# Some Help with Babies?



## nanashi7 (Jun 5, 2013)

Alright, so it was brought to my attention that some babies are Highwhite. I read up on it but I still don't understand HW or MC. I was wondering if you could identify those at risk for MC (when they start sampling hard food, I thought I could take them to the vet for a check. It's $40 a baby, so I don't want all 13 to go). Am I correct in understanding HW could mean MC but MC comes with HW?

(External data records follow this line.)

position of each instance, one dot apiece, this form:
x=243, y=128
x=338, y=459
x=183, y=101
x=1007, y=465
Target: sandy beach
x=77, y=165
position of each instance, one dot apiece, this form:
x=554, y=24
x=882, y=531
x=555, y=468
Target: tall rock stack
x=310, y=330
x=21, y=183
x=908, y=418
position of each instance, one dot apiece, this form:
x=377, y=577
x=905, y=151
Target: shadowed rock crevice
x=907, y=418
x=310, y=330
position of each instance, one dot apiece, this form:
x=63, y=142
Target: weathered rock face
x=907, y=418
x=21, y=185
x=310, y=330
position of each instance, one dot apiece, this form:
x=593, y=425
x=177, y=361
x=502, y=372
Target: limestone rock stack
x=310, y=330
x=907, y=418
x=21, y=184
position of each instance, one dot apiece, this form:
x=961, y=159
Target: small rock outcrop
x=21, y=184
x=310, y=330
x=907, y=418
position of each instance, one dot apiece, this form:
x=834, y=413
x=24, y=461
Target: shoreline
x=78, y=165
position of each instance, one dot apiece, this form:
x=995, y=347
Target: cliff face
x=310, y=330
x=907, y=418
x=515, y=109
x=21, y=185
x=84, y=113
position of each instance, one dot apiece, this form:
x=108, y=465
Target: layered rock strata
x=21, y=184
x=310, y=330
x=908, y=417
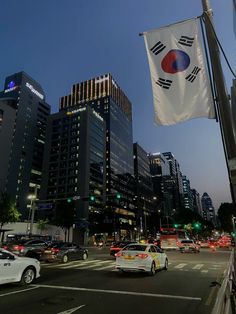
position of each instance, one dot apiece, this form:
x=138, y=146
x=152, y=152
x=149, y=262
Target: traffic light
x=92, y=198
x=118, y=196
x=69, y=200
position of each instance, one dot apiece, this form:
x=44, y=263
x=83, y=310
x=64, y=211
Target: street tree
x=64, y=216
x=8, y=211
x=226, y=213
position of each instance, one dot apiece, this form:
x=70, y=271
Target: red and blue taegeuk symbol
x=175, y=61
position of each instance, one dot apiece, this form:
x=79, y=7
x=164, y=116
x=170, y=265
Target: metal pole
x=225, y=117
x=32, y=205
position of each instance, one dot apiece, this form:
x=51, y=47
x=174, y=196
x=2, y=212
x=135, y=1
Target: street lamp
x=32, y=198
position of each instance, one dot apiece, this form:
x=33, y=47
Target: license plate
x=129, y=257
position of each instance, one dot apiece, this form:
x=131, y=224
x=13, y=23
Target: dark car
x=117, y=246
x=189, y=246
x=26, y=247
x=64, y=252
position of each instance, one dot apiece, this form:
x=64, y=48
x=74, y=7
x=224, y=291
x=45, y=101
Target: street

The next question...I feel like the babies are developing slower than they should be. I'm comparing them to the ratguide birth to weaning guide, and they don't seem to be keeping up. They are 14 days today (14 days, 1 hour to be exact). Are they? Should I be concerned? Here are the babies:
Baby 1; Female, Eos - http://i.imgur.com/GQKLpfi.jpg (previously "BATMAN!")
Baby 2; Female, Peony - http://i.imgur.com/qdNyDnah.jpg
Baby 3; Male, Elias - http://i.imgur.com/4IsjbYgh.jpg (the fur!)
Baby 4; Female, Chara - http://i.imgur.com/4MtOAeQh.jpg (Note the fur)
Baby 5; Female, Circe - http://i.imgur.com/lXcoB0th.jpg (RAWR - check that claw!)
Baby 6; Female, Persephone - http://i.imgur.com/F3zgaAuh.jpg (the fur!?)
Baby 7; Male, Kairos - http://i.imgur.com/8Zjw2LZh.jpg
Baby 8; Female, Demetria - http://i.imgur.com/nrNe9mGh.jpg
Baby 9; Male, Milo - http://i.imgur.com/4zhic6qh.jpg
Baby 10; Female, Artemis - http://i.imgur.com/ECCMJYUh.jpg (If no one claims this one, I'm probably going to keep her - she is very active, curious and wouldn't leave me alone lol)
Baby 11; Female, Echo - http://i.imgur.com/q3I3FbOh.jpg
Baby 12; Male, Apollo - http://i.imgur.com/A4PHrX7h.jpg
Baby 13; Female, Athena - http://i.imgur.com/DOaCy4nh.jpg

As you can see, I have a few notes about fur. I have questions about fur and color as well. I just don't understand how to categorize them. The fur on a few is raggedy looking, extremely soft and fluffy but looks ruffled and wavey. What is this? Another rat has the softest fur, very light coat. It reminds me of the fabric royal velvet. Not all weird fur have their dad's curly whiskers
The parents-
Dad in all his glorious fluff: http://i.imgur.com/gdjeZ3b.jpg
Mom, smooth coat straight whiskers: http://i.imgur.com/HL1wUL3.jpg

Finally, names. I was told it doesn't matter what I call them right now. Since there are 13, it's hard to keep track of numbers. I want to call them names. However, I don't want them to not be able to have a new name when they go to a new home. Right now, I've homes for 4 babies tops. Which leaves me with 9 rats, that will have to be identified somehow! So, essentially, I want to know about the dynamics of naming a rat and what happens at a new home.


----------



## Roxy the Rat (Apr 7, 2013)

I can't help with your questions, but I love the Greek names!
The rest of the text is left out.